8.     Membaca doa setelah wudhu. Rasulullah shallallahu ‘alaihi wa sallam bersabda,
مَا مِنْكُمْ مِنْ أَحَدٍ يَتَوَضَّأُ, فَيُسْبِغُ اَلْوُضُوءَ, ثُمَّ يَقُولُ: أَشْهَدُ أَنْ لَا إِلَهَ إِلَّا اَللَّهُ وَحْدَهُ لَا شَرِيكَ لَهُ, وَأَشْهَدُ أَنَّ مُحَمَّدًا عَبْدُهُ وَرَسُولُهُ, إِلَّا فُتِحَتْ لَهُ أَبْوَابُ اَلْجَنَّةِ الثَّمَانِيَةُ، يَدْخُلُ مِنْ أَيَّهَا شَاءَ"
“Tidak ada seorang pun di antara kamu yang berwudhu, lalu ia menyempurnakan wudhunya kemudian mengucapkan, “Aku bersaksi bahwa tidak ada Tuhan yang berhak disembah kecuali Allah saja, tidak ada sekutu bagi-Nya dan aku bersaksi bahwa Muhammad adalah hamba-Nya dan Rasul-Nya, kecuali akan dibukakan baginya pintu-pintu surga yang berjumlah delapan, dimana ia bisa masuk melalui pintu mana saja.” (HR. Ahmad, Muslim, dan Tirmidzi, Tirmidzi menambahkan,
اَللَّهُمَّ اجْعَلْنِي مِنْ اَلتَّوَّابِينَ, وَاجْعَلْنِي مِنْ اَلْمُتَطَهِّرِينَ
 “Ya Allah, jadikan aku termasuk orang-orang yang bertobat dan jadikanlah aku termasuk orang-orang yang bersuci.” (Tambahan ini dishahihkan oleh Al Albani, Al Irwa’ No. 96)).
Bersambung...
Wallahu a’lam wa shallallahu ‘alaa Nabiyyina Muhammad wa ‘ala aalihi wa shahbihi wa sallam.
Marwan bin Musa
Maraji’: Al Fiqhul Muyassar (Beberapa ulama, KSA), Al Wajiz (Dr. Abdul ‘Azhim bin Badawi), Maktabah Syamilah versi 3.45, dll.

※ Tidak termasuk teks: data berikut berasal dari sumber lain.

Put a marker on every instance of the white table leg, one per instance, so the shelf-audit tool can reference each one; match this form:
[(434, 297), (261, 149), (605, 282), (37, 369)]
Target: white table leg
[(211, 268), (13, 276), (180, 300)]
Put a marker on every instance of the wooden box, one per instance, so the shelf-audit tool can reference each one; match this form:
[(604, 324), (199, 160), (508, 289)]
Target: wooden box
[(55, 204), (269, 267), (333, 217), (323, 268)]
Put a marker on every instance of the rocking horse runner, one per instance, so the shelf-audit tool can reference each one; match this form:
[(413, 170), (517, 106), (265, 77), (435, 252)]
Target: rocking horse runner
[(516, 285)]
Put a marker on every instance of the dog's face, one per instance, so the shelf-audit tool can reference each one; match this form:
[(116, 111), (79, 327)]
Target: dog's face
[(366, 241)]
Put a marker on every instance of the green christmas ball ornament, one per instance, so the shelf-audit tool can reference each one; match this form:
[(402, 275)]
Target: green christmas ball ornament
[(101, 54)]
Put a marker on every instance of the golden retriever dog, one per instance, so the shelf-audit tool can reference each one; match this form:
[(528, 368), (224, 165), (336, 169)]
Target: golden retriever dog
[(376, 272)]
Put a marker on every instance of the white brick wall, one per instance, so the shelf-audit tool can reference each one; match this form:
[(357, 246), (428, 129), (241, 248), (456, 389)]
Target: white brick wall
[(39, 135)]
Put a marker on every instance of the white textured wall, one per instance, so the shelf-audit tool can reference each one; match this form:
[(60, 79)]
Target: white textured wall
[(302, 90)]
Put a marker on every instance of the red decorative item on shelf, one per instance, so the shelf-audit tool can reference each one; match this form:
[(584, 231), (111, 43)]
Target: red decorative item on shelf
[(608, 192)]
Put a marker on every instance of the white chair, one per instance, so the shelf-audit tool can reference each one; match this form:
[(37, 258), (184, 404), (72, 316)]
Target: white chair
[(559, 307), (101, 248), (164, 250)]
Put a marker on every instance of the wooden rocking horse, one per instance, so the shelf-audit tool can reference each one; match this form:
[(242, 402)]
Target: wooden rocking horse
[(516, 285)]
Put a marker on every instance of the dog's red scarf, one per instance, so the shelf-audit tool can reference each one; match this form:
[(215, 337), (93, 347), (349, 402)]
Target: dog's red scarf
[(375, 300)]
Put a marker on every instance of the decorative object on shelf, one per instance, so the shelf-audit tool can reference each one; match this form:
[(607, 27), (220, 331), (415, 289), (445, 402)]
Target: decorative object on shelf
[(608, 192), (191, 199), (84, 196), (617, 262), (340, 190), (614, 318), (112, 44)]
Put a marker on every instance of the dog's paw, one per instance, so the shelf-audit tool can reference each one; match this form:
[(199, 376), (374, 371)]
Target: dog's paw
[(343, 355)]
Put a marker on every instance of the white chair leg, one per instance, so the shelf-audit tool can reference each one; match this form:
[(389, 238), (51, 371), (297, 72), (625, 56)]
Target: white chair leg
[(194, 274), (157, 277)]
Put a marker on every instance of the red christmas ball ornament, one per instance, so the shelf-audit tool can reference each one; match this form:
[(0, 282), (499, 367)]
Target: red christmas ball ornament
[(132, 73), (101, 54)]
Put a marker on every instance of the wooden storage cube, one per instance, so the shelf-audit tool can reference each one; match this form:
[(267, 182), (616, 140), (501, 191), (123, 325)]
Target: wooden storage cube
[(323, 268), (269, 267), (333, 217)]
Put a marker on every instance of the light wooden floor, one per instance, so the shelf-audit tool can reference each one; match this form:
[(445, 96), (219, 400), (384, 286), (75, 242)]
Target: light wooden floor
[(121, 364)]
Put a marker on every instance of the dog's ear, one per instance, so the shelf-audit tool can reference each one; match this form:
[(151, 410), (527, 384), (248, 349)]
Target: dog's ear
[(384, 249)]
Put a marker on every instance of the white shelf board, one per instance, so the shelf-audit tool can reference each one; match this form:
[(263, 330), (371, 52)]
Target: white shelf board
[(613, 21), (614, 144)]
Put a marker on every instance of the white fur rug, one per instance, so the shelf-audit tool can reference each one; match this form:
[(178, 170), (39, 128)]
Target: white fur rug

[i] Istinja’ artinya membersihkan sesuatu yang keluar dari dua jalan (qubul dan dubur) dengan menggunakan air.
Istijmar artinya mengusap sesuatu yang keluar dari dua jalan itu dengan sesuatu yang suci, mubah, lagi membersihkan seperti batu dan semisalnya.